No. Airtable has no built-in speech-to-text, dictation, or voice-typing feature for entering text into a cell, a long-text field, or a comment by voice. Not in the browser, not in the desktop app, not on mobile. There is no microphone button on a field, no voice command, no hidden preference. If you've been combing Settings for it, you can stop. It isn't there.
What does exist is audio transcription, and this is where people get turned around. You can upload an audio file to an attachment field and run it through Airtable AI or an automation to get a transcript back. That's useful, but it's not live dictation. You can't put your cursor in a cell, talk, and watch the words appear. Those workflows process a recorded file after the fact; they don't type for you while you think. Conflating the two costs an afternoon wiring up an automation that solves a different problem, and I'd rather you skip that afternoon.

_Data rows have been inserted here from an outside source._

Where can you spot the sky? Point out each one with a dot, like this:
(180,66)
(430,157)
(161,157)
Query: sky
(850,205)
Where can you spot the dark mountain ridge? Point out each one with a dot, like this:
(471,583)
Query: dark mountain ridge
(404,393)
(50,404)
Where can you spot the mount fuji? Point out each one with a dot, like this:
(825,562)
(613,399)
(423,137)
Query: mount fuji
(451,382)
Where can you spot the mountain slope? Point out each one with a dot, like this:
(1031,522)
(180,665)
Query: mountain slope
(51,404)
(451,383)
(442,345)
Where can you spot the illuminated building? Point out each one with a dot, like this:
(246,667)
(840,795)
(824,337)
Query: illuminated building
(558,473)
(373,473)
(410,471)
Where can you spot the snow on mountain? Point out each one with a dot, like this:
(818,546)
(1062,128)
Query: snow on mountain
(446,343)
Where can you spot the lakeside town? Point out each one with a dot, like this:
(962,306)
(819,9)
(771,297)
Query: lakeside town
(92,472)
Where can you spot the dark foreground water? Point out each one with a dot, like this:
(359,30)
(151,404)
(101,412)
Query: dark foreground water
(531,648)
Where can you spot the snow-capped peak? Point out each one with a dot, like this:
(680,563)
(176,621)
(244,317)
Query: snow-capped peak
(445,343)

Even the third-party tools built around this admit it plainly. The browser extensions and dictation apps that rank for "Airtable voice typing" open by saying Airtable has no native voice input, then offer to bolt one on from outside. They're right about the diagnosis. On the desktop app and the browser grid most people actually live in, you need a tool that sits on top of Airtable. There are three honest categories, and the rest of this guide covers them.

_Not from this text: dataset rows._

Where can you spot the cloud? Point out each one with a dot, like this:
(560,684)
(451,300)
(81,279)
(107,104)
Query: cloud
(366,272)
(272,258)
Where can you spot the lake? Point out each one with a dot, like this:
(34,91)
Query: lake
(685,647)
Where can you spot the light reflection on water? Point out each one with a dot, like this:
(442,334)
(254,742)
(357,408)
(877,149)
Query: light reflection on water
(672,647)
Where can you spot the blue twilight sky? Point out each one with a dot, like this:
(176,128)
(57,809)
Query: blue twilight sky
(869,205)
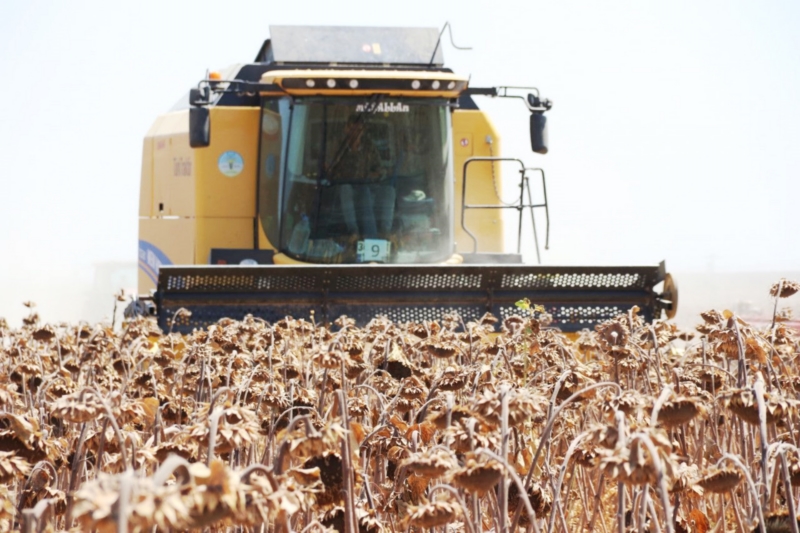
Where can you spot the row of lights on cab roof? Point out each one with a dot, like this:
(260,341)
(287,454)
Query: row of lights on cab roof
(416,84)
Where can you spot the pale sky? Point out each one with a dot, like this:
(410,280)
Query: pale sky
(672,134)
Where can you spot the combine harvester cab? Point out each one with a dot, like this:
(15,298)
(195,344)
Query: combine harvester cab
(347,172)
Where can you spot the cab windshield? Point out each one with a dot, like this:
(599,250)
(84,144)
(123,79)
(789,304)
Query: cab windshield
(367,181)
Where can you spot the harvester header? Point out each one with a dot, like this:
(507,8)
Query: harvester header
(348,171)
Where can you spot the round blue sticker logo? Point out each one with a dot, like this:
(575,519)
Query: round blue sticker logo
(230,163)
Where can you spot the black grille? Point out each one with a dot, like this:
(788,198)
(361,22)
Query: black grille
(576,297)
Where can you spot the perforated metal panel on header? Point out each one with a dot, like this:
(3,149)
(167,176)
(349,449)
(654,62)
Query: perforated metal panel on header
(576,297)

Press a hotkey, talk, text lands in the cell
This is the whole mechanic, and it's boring in the best way. You press a hotkey, you speak, you release, and the transcript pastes at your cursor, in whatever text field has focus. Whisper holds a short tail after you let go of the key, so your last word doesn't get clipped. Because it pastes at the OS cursor, an Airtable cell is just "any text box." Desktop app or the browser version, same behaviour.
That's the part the landing pages overcomplicate. There's no Airtable integration to authorise, no API key to paste, no automation to babysit. Your cursor is in a cell, you talk, the words appear in the cell. A small capsule shows up while you speak so you know it's listening:
The hotkey is the one thing worth getting right up front. On Windows it's Ctrl+Space; on Mac it's Command+Option, a modifier-only push-to-talk you hold while speaking. Both are changeable in Settings if they clash with something you already use. (My younger daughter once told me a hotkey "didn't work" in her drawing app. It was a conflict, not a bug, which is how I learned the average person has no idea what a hotkey conflict even is. So now every hotkey is customisable.) If you've ever set up dictation on Windows or on Mac, this is the same muscle memory pointed at a different app.
Set it up in two minutes (Windows or Mac)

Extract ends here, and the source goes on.